Again if Apps are running a huge task say collecting information from the web to process offline and then deliver to the client later; Apps need to address disruptions in the sense that apps need to be able to recover from the point where a huge task failed due to a cloud infrastructure problem. This makes you do two things in particular on App Engine, breakup tasks for independent execution and handle breaks using the platform mechanism. App Engine allows this with Tasks and Task queues. The idea is Apps must break a huge task into manageable units which will be run independently. Otherwise apps risk continuous disruptions from quota overrun such as memory limitations or request timeouts or data store contention. One or the other. 
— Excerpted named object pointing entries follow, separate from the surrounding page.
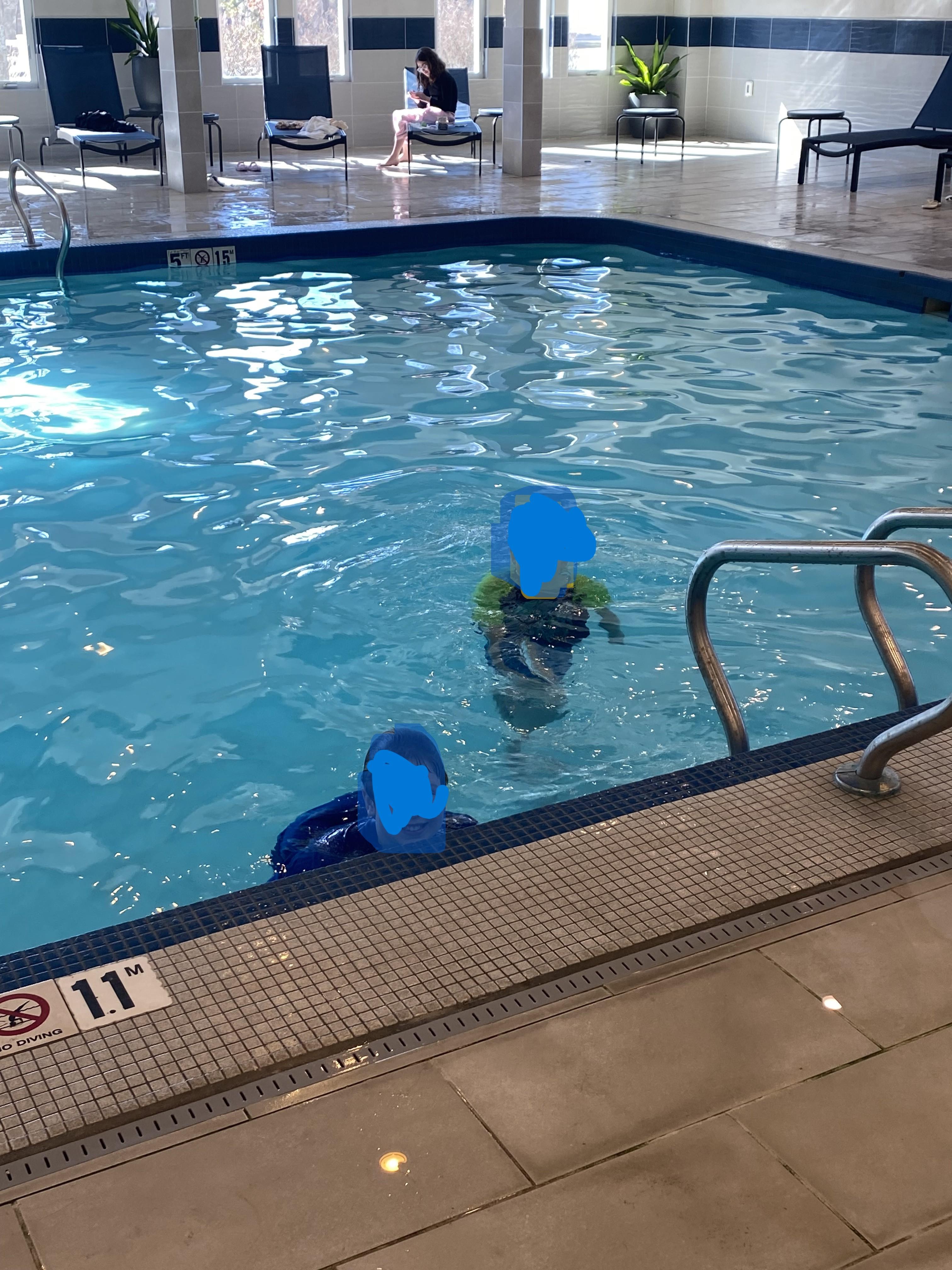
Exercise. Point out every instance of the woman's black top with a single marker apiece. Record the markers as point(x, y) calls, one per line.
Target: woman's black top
point(328, 835)
point(442, 93)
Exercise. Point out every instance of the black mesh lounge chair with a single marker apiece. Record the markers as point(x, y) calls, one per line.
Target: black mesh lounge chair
point(81, 81)
point(932, 129)
point(296, 87)
point(462, 133)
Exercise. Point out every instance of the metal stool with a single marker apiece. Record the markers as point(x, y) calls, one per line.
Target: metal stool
point(645, 113)
point(496, 113)
point(209, 117)
point(12, 123)
point(818, 116)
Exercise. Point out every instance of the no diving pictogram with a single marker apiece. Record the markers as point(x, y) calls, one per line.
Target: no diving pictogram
point(22, 1013)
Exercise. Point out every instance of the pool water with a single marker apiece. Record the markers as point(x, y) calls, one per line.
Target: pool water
point(243, 520)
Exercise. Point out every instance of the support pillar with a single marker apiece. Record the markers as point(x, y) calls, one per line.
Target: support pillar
point(182, 97)
point(522, 88)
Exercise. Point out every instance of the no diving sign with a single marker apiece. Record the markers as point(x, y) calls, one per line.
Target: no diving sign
point(33, 1016)
point(45, 1013)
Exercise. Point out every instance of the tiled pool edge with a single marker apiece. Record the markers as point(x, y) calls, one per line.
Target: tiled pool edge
point(282, 990)
point(156, 931)
point(902, 289)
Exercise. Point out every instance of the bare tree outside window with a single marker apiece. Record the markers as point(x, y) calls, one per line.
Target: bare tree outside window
point(243, 28)
point(457, 33)
point(588, 36)
point(14, 55)
point(322, 22)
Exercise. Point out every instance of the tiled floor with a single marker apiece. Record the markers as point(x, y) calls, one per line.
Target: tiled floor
point(318, 980)
point(712, 1116)
point(729, 188)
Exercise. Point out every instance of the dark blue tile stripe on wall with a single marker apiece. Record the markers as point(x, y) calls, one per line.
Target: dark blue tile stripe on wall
point(820, 35)
point(391, 32)
point(830, 35)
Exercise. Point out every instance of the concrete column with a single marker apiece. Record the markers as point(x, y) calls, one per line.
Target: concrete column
point(522, 88)
point(182, 97)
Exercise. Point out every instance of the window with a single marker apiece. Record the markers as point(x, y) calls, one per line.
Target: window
point(322, 22)
point(14, 50)
point(244, 26)
point(459, 33)
point(588, 36)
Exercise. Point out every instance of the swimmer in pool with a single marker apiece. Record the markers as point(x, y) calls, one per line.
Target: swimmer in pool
point(530, 638)
point(399, 808)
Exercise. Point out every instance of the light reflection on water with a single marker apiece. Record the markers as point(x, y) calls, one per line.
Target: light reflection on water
point(269, 498)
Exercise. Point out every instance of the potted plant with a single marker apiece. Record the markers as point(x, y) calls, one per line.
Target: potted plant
point(144, 33)
point(652, 84)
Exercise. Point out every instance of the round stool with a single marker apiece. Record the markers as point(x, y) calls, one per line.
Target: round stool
point(12, 123)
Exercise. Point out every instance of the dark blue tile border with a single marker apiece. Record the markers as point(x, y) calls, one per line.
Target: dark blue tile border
point(921, 37)
point(873, 37)
point(723, 32)
point(790, 33)
point(699, 32)
point(289, 895)
point(752, 32)
point(830, 35)
point(391, 33)
point(209, 36)
point(637, 30)
point(900, 289)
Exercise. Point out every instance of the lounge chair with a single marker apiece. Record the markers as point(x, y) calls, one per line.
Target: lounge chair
point(82, 81)
point(932, 129)
point(296, 87)
point(462, 133)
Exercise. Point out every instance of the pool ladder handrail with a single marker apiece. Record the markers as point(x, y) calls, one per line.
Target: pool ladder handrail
point(65, 238)
point(884, 639)
point(870, 775)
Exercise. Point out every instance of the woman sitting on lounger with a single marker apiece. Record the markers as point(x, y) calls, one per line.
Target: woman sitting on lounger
point(436, 97)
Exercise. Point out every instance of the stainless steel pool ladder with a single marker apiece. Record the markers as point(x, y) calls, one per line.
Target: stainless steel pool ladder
point(870, 775)
point(884, 528)
point(20, 166)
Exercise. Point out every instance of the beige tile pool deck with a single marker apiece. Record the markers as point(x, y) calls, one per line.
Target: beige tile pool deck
point(710, 1114)
point(734, 190)
point(777, 1137)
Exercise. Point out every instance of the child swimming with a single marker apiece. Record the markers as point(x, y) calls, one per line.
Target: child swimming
point(360, 823)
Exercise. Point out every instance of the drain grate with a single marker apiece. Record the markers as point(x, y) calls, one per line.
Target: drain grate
point(96, 1147)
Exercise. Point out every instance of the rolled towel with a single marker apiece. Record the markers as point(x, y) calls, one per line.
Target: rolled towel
point(319, 128)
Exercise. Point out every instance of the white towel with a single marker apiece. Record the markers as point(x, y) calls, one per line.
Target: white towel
point(319, 128)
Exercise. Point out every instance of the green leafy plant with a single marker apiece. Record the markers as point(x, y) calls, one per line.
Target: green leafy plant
point(144, 33)
point(657, 78)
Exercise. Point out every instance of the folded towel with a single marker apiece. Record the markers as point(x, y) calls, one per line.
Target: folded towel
point(319, 128)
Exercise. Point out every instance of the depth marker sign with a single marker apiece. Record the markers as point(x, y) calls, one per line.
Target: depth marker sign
point(49, 1011)
point(33, 1016)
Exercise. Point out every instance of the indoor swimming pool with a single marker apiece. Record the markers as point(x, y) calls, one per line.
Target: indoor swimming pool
point(244, 518)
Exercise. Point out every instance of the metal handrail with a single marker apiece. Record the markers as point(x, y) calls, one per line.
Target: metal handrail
point(887, 525)
point(870, 775)
point(20, 166)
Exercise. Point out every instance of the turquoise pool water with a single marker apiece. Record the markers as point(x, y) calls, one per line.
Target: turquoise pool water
point(243, 520)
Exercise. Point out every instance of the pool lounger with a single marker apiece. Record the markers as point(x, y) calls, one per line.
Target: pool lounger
point(84, 79)
point(296, 87)
point(932, 130)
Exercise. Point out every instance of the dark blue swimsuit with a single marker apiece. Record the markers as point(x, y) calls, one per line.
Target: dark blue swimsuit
point(328, 835)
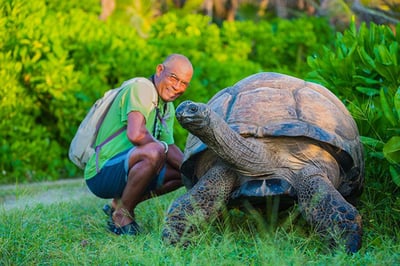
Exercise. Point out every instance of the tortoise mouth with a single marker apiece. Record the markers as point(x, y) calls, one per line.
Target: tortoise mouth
point(192, 115)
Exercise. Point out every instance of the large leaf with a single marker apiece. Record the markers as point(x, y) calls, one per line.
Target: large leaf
point(396, 101)
point(391, 150)
point(375, 143)
point(395, 173)
point(386, 107)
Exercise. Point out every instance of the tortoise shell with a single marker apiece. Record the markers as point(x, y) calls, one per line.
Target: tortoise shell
point(272, 104)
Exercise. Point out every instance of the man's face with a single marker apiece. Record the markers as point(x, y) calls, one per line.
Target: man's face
point(172, 81)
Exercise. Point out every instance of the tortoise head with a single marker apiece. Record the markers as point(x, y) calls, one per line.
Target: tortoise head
point(193, 116)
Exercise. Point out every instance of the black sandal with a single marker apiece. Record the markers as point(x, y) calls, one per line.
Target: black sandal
point(129, 229)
One robust solution is to have a task chains. Tasks will do a small amount of work and before finishing, queue the next task to be executed. Failed tasks in a queue will be re-tried. App Engine prevents triggering the same task over and over again by using Tombstoned task names. Simply, it remembers a task name say for a day and does not allow a task to be queued in the same name. So imagine your taskA triggered taskB and taskA failed for some reason without spawning the rest of the tasks taskC and taskD. When it comes back online it won't be able to add taskB. taskB will be executed from the queue as and when its time comes. There are a host of retry mechanisms like token buckets and back offs.